From Billy Twitter's perspective, Mom is always after him -- he hasn't fixed his bed and instead of finishing his peas he's balanced them with utensils like a circus act. Then one day she goes off the deep end and threatens to get him a blue whale if he doesn't do what she says. Billy, of course, doesn't believe she'll really do it. For one, whales are bigger than any animal on the planet. "It's not like you can have one delivered to your house overnight," as Billy says.
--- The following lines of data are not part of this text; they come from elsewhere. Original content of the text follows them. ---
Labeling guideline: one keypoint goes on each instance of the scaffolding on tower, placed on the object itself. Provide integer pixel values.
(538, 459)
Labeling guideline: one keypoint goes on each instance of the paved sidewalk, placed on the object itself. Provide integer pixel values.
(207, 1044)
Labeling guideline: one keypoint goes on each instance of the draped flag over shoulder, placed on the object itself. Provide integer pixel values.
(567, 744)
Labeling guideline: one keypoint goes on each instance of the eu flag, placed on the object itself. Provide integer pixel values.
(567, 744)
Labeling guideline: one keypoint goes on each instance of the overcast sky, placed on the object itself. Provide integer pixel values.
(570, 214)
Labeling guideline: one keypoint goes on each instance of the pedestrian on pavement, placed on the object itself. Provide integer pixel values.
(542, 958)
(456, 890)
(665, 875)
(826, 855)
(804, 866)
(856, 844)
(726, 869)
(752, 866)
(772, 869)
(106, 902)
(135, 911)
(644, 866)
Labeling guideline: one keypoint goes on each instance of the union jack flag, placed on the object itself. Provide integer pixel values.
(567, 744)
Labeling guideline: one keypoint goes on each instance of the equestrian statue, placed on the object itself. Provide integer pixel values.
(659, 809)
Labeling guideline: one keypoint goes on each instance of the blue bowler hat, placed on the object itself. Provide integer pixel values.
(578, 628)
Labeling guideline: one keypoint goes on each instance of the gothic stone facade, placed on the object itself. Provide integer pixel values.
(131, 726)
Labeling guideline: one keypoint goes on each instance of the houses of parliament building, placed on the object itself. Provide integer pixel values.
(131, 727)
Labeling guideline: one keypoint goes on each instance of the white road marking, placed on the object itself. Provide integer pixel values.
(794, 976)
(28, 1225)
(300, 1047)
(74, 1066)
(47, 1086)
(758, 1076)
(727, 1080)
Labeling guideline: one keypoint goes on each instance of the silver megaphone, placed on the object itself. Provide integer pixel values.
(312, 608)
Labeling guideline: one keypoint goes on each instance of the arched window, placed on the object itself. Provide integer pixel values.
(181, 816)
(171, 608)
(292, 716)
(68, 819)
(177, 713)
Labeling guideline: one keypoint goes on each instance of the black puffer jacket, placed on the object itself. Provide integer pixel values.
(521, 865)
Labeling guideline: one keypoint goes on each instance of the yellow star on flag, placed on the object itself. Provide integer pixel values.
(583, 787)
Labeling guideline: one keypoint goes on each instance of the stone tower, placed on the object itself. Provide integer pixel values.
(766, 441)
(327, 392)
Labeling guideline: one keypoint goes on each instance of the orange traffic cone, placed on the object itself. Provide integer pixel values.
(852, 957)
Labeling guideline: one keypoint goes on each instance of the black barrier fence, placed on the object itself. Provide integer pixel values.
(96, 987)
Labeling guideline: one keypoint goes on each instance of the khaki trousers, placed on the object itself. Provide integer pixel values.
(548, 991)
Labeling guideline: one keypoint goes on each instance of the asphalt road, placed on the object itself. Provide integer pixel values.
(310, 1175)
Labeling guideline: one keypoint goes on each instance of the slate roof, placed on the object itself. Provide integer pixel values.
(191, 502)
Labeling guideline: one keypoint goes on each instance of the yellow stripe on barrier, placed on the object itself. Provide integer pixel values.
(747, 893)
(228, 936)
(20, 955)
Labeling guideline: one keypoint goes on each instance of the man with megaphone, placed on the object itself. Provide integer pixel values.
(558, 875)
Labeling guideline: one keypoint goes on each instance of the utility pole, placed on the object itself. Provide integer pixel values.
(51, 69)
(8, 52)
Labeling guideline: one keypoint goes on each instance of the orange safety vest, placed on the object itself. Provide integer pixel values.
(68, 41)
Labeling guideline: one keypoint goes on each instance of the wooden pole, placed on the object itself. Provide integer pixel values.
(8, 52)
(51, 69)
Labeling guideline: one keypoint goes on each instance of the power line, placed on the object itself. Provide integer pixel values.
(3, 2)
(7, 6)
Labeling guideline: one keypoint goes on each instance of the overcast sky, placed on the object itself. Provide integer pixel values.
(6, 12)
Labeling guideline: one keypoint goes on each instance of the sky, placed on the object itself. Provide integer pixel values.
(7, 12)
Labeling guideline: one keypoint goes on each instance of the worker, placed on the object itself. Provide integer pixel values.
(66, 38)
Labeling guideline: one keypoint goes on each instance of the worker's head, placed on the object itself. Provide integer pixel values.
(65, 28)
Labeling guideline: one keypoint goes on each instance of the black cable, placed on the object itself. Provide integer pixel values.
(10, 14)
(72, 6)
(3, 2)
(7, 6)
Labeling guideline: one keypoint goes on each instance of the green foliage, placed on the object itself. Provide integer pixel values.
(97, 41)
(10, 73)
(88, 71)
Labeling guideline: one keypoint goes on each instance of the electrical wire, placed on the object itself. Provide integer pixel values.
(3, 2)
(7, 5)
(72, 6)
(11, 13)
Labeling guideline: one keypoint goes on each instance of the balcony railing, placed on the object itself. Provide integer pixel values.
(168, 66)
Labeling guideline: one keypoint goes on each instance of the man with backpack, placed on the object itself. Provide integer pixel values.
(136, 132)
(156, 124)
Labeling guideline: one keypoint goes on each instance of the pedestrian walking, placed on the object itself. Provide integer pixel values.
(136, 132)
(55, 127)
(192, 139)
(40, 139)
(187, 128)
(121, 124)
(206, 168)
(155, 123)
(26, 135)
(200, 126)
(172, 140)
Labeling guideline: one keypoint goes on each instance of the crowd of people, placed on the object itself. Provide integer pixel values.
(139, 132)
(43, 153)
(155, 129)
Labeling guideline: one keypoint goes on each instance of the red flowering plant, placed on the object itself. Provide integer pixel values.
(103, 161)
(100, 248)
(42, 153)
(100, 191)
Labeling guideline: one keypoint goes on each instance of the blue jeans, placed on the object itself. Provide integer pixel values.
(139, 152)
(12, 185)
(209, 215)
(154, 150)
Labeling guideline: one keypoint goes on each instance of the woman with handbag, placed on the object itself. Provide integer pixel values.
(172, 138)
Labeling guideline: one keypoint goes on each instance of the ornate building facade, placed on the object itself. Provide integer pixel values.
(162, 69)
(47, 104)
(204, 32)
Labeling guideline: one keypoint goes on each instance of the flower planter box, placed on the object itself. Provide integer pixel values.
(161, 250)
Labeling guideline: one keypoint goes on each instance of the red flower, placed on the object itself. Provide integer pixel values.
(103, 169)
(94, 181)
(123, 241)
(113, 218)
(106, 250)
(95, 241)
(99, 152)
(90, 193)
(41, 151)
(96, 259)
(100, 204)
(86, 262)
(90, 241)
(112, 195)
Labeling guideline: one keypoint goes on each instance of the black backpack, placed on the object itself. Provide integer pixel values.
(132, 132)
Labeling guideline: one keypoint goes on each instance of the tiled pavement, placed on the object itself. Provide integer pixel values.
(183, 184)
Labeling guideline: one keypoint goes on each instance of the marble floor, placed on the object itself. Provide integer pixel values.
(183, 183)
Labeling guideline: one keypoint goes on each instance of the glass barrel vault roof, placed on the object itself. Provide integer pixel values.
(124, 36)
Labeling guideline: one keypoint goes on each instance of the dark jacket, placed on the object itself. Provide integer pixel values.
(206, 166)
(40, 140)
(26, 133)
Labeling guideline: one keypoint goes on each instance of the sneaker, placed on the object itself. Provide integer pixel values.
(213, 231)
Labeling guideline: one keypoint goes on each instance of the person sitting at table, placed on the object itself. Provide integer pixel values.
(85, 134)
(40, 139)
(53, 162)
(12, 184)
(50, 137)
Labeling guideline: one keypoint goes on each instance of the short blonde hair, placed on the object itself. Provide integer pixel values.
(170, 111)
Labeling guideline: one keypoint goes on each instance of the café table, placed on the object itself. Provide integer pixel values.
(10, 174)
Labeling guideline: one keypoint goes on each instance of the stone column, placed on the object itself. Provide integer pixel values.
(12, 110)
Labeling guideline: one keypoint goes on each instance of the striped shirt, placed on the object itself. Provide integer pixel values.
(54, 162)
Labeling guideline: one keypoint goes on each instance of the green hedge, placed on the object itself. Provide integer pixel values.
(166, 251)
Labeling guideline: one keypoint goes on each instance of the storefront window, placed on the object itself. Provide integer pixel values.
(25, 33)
But like other kids who've underestimated their moms, Billy is in for a surprise on the next page: a delivery truck the length of a block pulls up outside his front door with a blue whale. And now it's Billy's responsibility to take the whale wherever he goes, including to school, which means lugging it up the street behind his skateboard and taking out electric lines along the way.

And that's only the beginning of Billy's troubles. Though his teacher Mr. Wembley is delighted to see such a fabulous creature (not at all shocked, which makes this story all the more fun to believe in), Billy's classmates aren't pleased when Mr. Wembley cancels the cowboy movie he scheduled for class to talk about the whale's baleen. Soon Billy is being uninvited to a party and passed over to play kickball at recess, and just when things might turn around, classmate Tilbie Peel falls into the whale's blowhole.

Once home, Dad tells him to wash and wax his whale, check it for barnacles, wrestle it and take it to the park before heading off to the sea to find krill and seawater. But as Billy tosses buckets full of food and water into the whale's stinky mouth, he discovers one way to escape his problem is to get inside of it.

Barnett playfully reminds kids to think twice before they ignore us, while Rex brings to life the enormity of the boy's troubles with smart, quirky humor. His portrayal of child's perspective on being scolded is so spot-on, it's hilarious. Billy's mom storms toward the title page with a rain cloud for a head and later, all you see of Billy's mom and dad's faces are talking balloons where their heads should be.

This is one collaboration you won't want to miss.